Chris Cooper should have won an Oscar for this but the Academy members were too busy watching fiction like “An Inconvenient Truth” and “Sicko,” which would have you believe the health care system is better in Cuba than in the United States. How many stories have you read of American citizens building rafts heading for Cuba for a better life? Aye chee waa waa, is that a raft heading for Cuba? No, it’s just Michael Moore swimming in a plush pool in a Miami hotel. Why shouldn’t he with all the money he has made in this filthy capitalistic society that he abhors? What a whore.

Just what we needed: another version of “Invasion of the Body Snatchers.” Even Nicole Kidman and the best James Bond ever, Daniel Craig, couldn’t save this box office bomb. Why should they be able to? It would be like trying to remake “Gone With the Wind,” or “The Graduate” – why try?

Again, head for a good video store or Blockbuster and rent the original 1956 “Invasion of the Body Snatchers.” I was just 16 and started dating Nancy and we were on our way to San Jose to catch a movie when we drove through downtown Morgan Hill as the freeway wasn’t built yet and we had to. Why else go through Morgan Hill?

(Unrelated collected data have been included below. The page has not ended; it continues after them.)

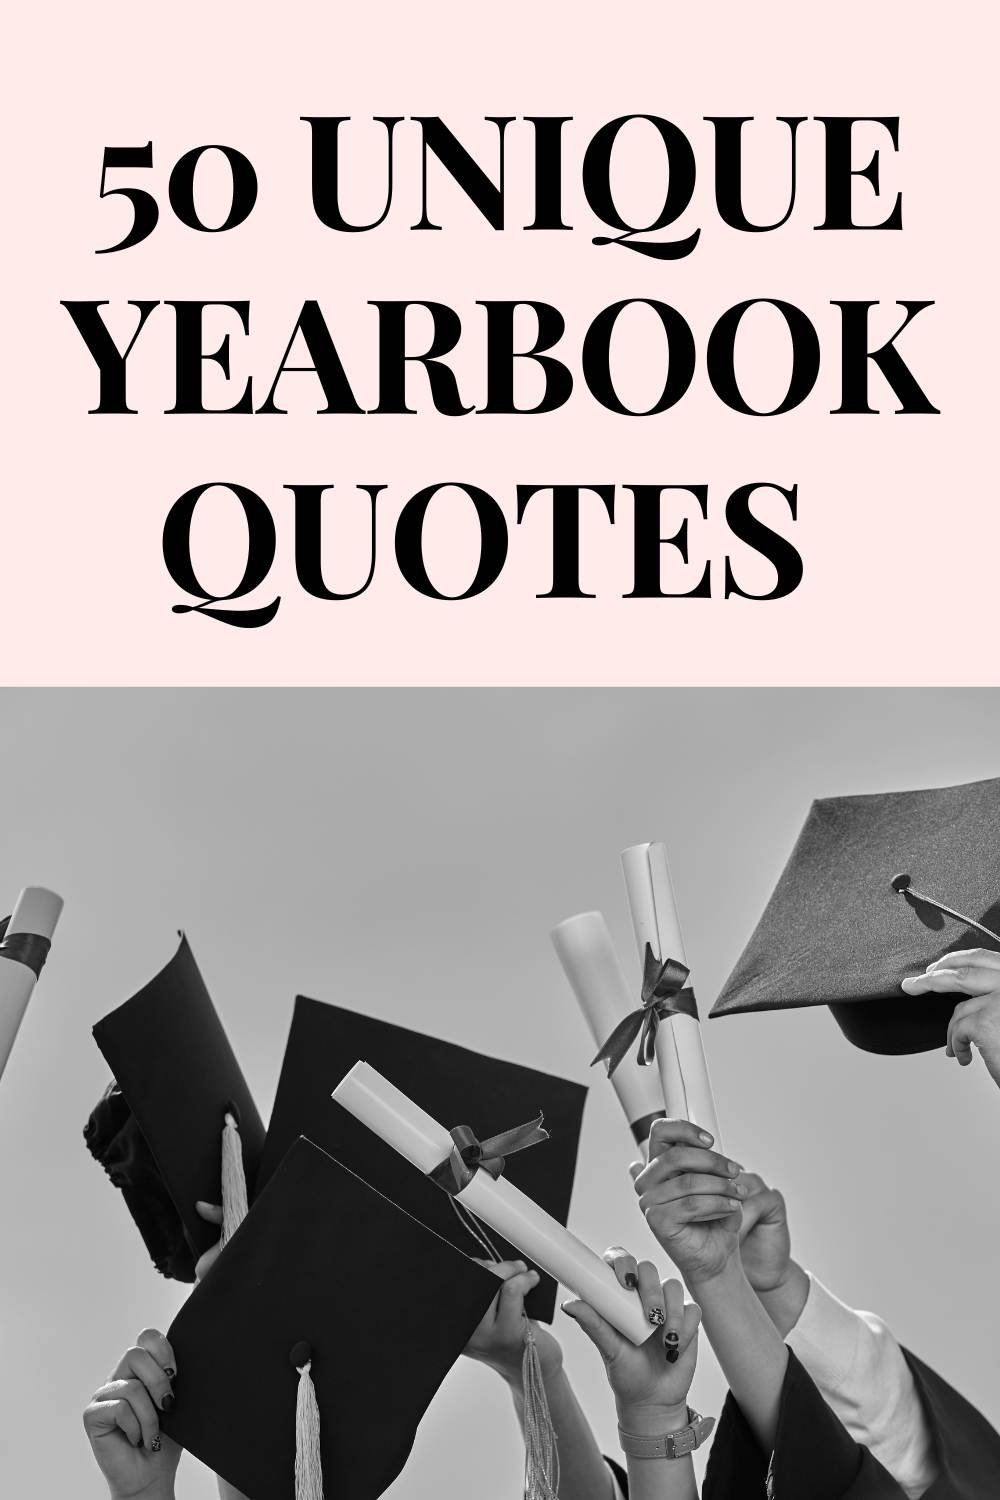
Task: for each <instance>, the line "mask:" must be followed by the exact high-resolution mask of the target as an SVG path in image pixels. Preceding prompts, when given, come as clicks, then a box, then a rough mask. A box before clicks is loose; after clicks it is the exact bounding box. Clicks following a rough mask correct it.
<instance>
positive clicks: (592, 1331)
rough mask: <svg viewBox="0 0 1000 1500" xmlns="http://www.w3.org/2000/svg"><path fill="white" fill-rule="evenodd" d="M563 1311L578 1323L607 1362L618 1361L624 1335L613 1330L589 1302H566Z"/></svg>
mask: <svg viewBox="0 0 1000 1500" xmlns="http://www.w3.org/2000/svg"><path fill="white" fill-rule="evenodd" d="M562 1311H564V1313H565V1316H567V1317H571V1319H573V1322H574V1323H577V1325H579V1326H580V1328H582V1329H583V1332H585V1334H586V1337H588V1338H589V1341H591V1343H592V1344H594V1346H595V1347H597V1349H598V1350H600V1353H601V1356H603V1358H604V1359H607V1361H612V1359H616V1358H618V1355H619V1353H621V1350H622V1343H624V1340H622V1335H621V1334H619V1332H618V1329H615V1328H612V1325H610V1323H607V1322H606V1320H604V1319H603V1317H601V1314H600V1313H595V1311H594V1308H592V1307H591V1305H589V1304H588V1302H564V1304H562Z"/></svg>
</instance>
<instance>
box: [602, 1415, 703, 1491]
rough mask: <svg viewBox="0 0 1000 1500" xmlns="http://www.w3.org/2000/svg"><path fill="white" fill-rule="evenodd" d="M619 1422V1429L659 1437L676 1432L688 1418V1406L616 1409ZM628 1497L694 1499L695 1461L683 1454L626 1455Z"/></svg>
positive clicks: (690, 1455) (694, 1485)
mask: <svg viewBox="0 0 1000 1500" xmlns="http://www.w3.org/2000/svg"><path fill="white" fill-rule="evenodd" d="M618 1422H619V1427H621V1428H622V1431H625V1433H633V1434H634V1436H636V1437H661V1436H663V1434H664V1433H679V1431H681V1428H682V1427H687V1422H688V1409H687V1406H682V1407H675V1409H672V1410H666V1409H663V1407H660V1409H657V1410H652V1412H630V1410H628V1409H624V1410H619V1413H618ZM627 1466H628V1500H697V1482H696V1479H694V1463H693V1460H691V1455H690V1454H688V1455H687V1457H685V1458H633V1457H631V1455H630V1457H628V1458H627Z"/></svg>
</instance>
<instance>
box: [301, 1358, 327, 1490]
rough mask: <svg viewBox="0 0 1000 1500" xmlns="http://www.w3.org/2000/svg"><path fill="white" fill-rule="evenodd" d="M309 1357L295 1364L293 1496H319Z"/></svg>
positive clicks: (317, 1465) (311, 1359)
mask: <svg viewBox="0 0 1000 1500" xmlns="http://www.w3.org/2000/svg"><path fill="white" fill-rule="evenodd" d="M310 1370H312V1359H307V1361H306V1364H304V1365H301V1367H300V1368H298V1395H297V1398H295V1500H322V1457H321V1452H319V1404H318V1401H316V1388H315V1386H313V1383H312V1376H310V1373H309V1371H310Z"/></svg>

When I saw their little Granada Theater was showing “Invasion of the Body Snatchers” I couldn’t believe it as I had just read a great review in the San Francisco Call-Bulletin. Why it was playing in Morgan Hill I don’t know except that films, unlike today, crept slowly from big city runs to the country and apparently the body snatcher was on his way to Hollister. But having grown up in Hollister I would say he was too late.

The Granada at that time was still a single screen theater but nothing like Hollister’s State Theater with its huge curved CinemaScope screen and wrap-around stereo with a balcony and loge section. But the little theater was a perfect setting for the eerie “Body Snatcher” which is everything the Call-Bulletin said it was. Three remakes later and it is still the best. It was filmed in glorious black-and-white in SuperScope, a cheapo version of Cinema Scope, and was directed by Don Siegel of “Dirty Harry” fame and starred Kevin McCarthy who I saw a few years ago as he came out of the Pig ‘n’ Whistle restaurant next to the world-famous Egyptian Theater here on Hollywood Boulevard.

Let’s see now, go to bed with Marilyn Monroe or Phil Rizzuto? I still lean towards Phil. Well, have you ever slept with Marilyn Monroe? What? That guy from Hollister still claims he had plucked her thistle when she was the artichoke queen of Castroville.